For the diversity I think it is too soon and too close to call the
Balkans as the origin of J2 particularly since the error bounds are not
known (0.52 compared to 0.50 or even 0.47 or ?). It could very well be
Anatolia/Turkey is the source. Also there is no Y-STR diversity data for
the Black & Caspian Sea areas.

But as Sengupta (a 2006 paper) says there is more data and study yet needed.
Al


> Jackson Montgomery-Devoni wrote:

> Hi Al,
>
> Thank you very much for the paper, I will be reading them sometime
> tonight.
>
>> From what I am reading it seems that possibly the Fertile Crescent
>> (Eastern
>
> Mediterranean) area may not actually be the true source of J2a, but
> then again it very well still could be.
>
> Diversity may show some clues though and I have read a few things on
> Dienekes Pontikos's blog that says the diversity of J2 is greater in
> the Balkans and Anatolia than in the Middle East.
>
> Here is a link
> http://dienekes.blogspot.com/2006/01/str-variance-of-haplogroup-j2-in.html
>
>
>
> Cheers,
> Jackson
>
>> From: "Alfred A. Aburto Jr." <>
>> Reply-To:
>> To:
>> Subject: Re: [DNA] Haplogroup J2 origins
>> Date: Thu, 28 Sep 2006 07:16:27 -0700
>>
>> Hi Jackson,
>> I'm sending Sengupta's paper shortly and an Excel file of his data.
>>
>> Still though, despite genetic drift of the people from Kazbegi, that
>> whole area north of Iran and south of the Black Sea and between the
>> Black and Caspian Seas is a source for J2a.

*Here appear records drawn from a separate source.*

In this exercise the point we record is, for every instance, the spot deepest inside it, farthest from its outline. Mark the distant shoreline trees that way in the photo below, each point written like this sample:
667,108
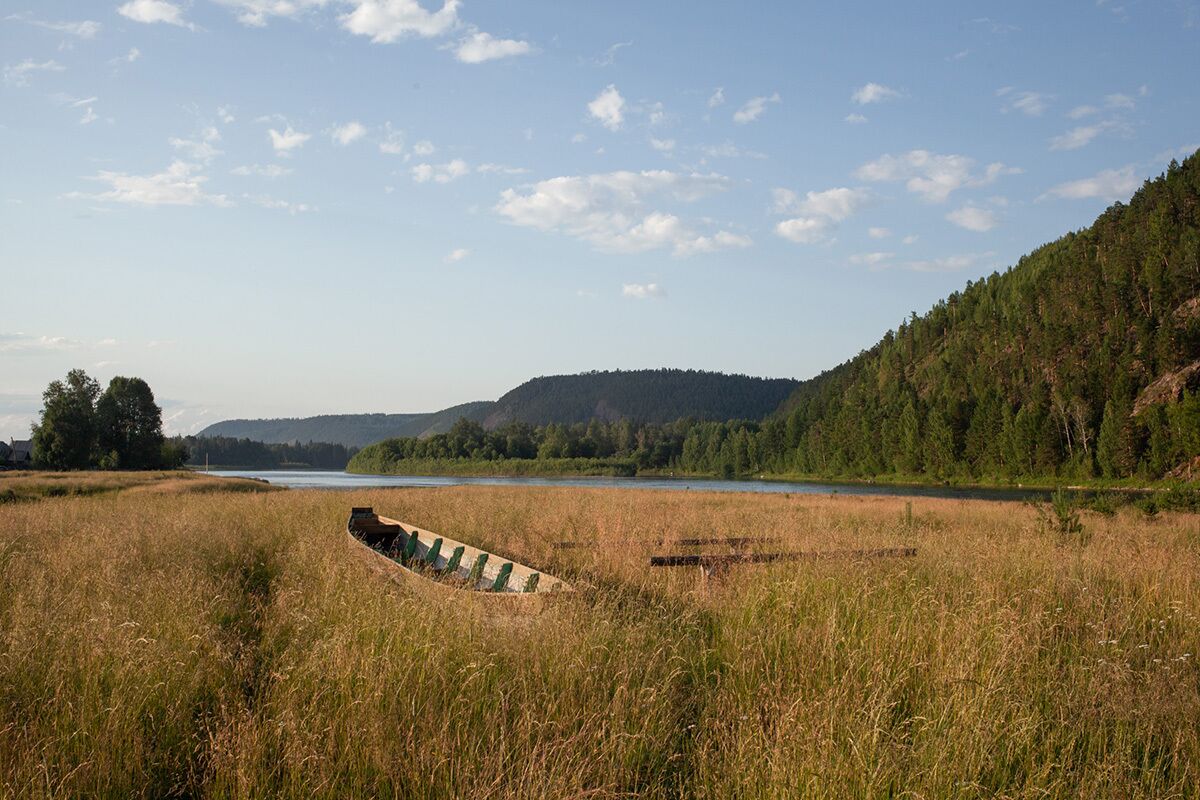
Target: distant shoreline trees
119,428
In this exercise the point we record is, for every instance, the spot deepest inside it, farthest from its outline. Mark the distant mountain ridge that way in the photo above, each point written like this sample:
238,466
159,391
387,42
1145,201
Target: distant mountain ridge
641,395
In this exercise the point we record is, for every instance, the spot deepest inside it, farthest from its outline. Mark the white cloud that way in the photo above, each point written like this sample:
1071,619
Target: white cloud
642,290
949,263
817,212
17,74
82,29
501,169
154,11
202,148
480,47
972,217
1077,137
874,92
609,108
257,12
277,204
803,230
393,143
835,204
1107,185
178,185
285,143
610,210
931,175
870,259
754,108
268,170
441,173
388,20
1031,103
1122,102
348,133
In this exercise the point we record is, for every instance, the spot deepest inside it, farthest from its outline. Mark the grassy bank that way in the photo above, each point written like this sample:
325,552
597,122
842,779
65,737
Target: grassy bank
36,485
222,644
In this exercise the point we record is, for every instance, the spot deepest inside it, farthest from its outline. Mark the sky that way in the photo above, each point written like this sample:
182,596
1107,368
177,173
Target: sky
286,208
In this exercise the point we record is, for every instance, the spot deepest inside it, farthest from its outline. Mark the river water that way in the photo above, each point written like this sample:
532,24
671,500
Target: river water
337,480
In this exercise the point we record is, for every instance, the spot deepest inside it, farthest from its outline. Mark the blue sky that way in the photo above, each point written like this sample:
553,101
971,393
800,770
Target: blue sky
282,208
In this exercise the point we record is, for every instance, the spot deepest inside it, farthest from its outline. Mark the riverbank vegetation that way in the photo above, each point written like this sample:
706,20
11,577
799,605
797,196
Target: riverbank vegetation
225,644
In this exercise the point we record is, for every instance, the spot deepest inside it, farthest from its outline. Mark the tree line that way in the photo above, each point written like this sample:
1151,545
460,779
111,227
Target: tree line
82,427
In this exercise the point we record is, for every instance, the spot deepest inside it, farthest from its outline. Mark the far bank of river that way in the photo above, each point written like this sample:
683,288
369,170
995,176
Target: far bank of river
341,480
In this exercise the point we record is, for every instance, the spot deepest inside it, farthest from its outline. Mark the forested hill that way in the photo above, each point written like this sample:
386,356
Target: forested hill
348,429
1080,360
641,395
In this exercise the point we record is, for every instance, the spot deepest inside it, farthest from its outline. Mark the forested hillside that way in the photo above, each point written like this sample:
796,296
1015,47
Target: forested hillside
1081,360
641,395
349,429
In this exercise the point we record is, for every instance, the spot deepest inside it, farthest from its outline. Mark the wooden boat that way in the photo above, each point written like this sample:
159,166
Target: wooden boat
429,561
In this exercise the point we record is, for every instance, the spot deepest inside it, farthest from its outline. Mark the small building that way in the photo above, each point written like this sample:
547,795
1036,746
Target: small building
21,453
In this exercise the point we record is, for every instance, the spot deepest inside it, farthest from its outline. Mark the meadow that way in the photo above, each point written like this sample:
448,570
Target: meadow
162,641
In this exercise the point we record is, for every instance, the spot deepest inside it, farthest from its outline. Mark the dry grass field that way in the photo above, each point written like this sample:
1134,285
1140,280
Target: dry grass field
161,642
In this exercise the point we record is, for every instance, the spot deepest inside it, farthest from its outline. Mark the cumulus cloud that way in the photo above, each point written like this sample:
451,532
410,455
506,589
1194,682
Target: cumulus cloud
949,263
930,175
870,259
178,185
285,143
154,11
754,108
202,148
1107,185
480,47
81,29
972,217
611,210
17,74
261,170
388,20
609,108
815,215
874,92
441,173
348,133
1031,103
257,12
642,290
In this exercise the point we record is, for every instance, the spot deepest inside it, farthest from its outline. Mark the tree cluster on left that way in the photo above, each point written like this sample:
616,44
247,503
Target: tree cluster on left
119,428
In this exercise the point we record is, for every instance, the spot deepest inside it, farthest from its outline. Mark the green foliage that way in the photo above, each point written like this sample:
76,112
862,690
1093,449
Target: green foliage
65,437
130,425
1036,372
81,428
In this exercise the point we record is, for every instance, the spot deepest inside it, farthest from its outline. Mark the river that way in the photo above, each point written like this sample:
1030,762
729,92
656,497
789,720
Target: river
339,480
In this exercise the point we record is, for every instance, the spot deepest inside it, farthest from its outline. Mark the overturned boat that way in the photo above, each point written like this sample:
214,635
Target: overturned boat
426,560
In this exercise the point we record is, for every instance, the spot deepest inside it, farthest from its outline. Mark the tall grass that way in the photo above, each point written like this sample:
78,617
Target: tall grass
227,645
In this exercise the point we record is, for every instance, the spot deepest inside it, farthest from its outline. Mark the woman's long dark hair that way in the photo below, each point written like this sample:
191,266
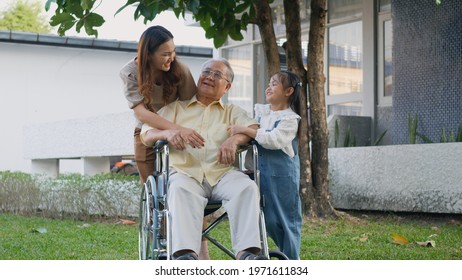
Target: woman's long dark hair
149,42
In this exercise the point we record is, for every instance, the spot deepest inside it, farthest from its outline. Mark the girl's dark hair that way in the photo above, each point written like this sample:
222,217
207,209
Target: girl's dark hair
149,42
290,79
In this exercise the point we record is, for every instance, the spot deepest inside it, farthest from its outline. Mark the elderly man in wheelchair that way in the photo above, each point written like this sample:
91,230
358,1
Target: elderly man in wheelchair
199,174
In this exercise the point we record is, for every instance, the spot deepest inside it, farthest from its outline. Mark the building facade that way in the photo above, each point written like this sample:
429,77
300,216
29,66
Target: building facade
62,103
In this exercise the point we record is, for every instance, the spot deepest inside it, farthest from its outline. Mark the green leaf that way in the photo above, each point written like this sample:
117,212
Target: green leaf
48,4
379,139
220,39
92,20
87,4
129,2
242,7
210,32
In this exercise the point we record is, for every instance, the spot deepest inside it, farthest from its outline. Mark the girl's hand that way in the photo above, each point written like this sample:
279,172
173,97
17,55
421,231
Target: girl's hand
191,137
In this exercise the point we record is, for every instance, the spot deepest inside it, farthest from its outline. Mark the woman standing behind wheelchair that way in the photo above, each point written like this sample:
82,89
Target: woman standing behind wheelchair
152,80
279,162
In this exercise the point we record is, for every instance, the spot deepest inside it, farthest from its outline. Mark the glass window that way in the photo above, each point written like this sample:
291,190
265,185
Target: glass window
345,59
344,9
242,88
346,109
387,57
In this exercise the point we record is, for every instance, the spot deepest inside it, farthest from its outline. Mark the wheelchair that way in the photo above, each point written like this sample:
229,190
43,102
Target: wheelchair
155,241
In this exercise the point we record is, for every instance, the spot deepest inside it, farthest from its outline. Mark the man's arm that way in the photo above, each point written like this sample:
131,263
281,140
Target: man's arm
227,150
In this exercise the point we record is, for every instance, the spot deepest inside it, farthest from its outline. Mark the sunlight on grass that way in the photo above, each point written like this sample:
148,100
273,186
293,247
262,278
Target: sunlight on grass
358,237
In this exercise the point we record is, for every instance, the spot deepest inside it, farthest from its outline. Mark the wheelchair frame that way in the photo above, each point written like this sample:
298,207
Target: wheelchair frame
155,241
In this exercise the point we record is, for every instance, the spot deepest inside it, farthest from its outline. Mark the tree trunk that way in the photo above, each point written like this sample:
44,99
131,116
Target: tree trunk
319,194
295,64
265,26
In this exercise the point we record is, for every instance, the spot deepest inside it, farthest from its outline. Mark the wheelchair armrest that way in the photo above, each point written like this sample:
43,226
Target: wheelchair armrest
160,144
244,147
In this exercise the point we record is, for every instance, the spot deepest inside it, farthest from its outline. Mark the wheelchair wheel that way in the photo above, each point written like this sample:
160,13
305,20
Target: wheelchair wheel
277,255
148,221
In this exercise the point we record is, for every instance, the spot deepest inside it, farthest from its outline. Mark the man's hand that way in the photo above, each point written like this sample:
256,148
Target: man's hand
227,151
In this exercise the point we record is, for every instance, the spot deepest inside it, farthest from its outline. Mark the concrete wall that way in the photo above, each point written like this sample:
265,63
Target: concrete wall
410,178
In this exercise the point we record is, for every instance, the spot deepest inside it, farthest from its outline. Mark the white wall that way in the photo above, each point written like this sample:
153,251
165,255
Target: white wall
42,84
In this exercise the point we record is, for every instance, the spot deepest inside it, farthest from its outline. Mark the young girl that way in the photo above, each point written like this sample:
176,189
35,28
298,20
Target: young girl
279,161
152,80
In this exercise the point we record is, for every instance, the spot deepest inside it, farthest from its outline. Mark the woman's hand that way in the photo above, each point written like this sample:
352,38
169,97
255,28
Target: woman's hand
191,137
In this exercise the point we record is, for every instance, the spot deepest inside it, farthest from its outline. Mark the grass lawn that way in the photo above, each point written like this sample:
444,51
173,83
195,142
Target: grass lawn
361,236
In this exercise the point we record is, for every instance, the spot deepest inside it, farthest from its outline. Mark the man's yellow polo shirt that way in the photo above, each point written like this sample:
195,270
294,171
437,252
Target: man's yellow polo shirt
212,123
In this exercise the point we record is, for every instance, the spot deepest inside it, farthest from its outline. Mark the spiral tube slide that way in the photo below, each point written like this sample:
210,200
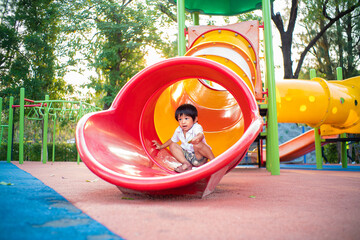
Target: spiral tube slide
116,144
334,106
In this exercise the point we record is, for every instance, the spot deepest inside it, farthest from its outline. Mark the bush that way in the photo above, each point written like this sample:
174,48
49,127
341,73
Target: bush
331,153
64,152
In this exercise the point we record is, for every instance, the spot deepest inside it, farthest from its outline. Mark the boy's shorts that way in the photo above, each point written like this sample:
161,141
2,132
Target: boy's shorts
190,156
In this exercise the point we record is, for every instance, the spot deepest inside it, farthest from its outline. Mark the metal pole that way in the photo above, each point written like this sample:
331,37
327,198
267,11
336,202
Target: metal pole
54,132
181,27
46,119
10,129
21,126
343,135
317,132
196,19
272,140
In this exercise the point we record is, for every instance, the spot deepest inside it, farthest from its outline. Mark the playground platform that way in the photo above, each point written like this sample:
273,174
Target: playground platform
248,203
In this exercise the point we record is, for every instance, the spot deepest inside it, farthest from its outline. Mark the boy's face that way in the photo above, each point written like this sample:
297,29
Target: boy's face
186,122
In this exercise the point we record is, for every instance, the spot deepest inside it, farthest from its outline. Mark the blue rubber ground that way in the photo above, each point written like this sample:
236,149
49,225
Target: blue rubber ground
326,167
31,210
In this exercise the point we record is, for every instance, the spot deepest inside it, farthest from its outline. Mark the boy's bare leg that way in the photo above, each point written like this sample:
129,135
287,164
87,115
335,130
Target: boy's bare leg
176,151
203,150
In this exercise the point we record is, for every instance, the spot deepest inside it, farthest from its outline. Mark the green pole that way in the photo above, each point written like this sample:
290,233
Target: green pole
54,132
46,119
181,27
272,140
0,110
343,135
196,19
317,132
21,126
1,122
10,128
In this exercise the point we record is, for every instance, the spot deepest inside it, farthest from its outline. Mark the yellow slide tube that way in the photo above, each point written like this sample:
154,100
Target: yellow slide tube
332,105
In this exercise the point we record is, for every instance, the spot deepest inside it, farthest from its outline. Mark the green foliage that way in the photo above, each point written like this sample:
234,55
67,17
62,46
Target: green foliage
331,153
64,152
338,46
27,49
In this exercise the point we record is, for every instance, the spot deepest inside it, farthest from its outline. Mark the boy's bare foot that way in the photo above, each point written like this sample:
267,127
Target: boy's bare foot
197,163
184,167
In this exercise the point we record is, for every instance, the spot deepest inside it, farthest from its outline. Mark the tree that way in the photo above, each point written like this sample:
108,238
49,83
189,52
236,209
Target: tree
27,49
339,45
287,35
112,37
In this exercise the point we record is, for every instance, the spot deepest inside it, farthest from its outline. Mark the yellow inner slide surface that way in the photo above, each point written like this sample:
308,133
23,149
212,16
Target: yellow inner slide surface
214,107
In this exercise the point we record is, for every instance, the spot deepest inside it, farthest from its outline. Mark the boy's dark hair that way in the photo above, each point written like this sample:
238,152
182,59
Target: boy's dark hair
186,109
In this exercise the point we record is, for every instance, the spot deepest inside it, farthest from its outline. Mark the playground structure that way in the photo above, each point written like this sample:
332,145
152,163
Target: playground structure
116,144
42,110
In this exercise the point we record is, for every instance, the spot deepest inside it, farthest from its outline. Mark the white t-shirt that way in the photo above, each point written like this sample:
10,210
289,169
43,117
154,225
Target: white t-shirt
179,136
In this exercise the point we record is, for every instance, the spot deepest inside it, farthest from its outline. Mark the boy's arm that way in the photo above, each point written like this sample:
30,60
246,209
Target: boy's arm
165,145
198,138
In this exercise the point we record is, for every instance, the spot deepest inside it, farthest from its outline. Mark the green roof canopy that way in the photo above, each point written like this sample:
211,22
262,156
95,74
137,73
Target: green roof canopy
221,7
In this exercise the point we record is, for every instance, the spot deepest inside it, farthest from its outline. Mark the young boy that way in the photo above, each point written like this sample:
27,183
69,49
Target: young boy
194,151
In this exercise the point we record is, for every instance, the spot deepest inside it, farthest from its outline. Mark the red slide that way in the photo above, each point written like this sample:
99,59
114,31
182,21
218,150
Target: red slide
297,147
116,144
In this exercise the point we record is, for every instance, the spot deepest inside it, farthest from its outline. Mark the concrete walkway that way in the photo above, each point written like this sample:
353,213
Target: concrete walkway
247,204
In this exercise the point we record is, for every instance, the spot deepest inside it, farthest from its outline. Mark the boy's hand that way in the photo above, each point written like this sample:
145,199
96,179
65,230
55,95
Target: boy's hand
197,139
156,144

This is clear to me from
>> Sengupta's paper. Also connecting the hot spot between the Black &
>> Caspian Seas and the hot spot in the midlands of Turkey (Anatolia?) is a
>> huge valley (I can see it on my world wall map at home but I don't know
>> what it is called).
>>
>> It is true also that looking more carfully at Sengupta's Figure 3 that
>> the Levant looks like another source, but it is a very narrow one
>> (squished by the Mediterranen Sea and the deserts east) so it doesn't
>> show up dramatically as do the other strong sources (including Italy).
>>
>> The Fertile Crescent area doesn't look like a source in general at all,
>> except for that area called the Levant (that narrow strip of the Fertile
>> Crescent along the Eastern Shores of the Mediterranean Sea).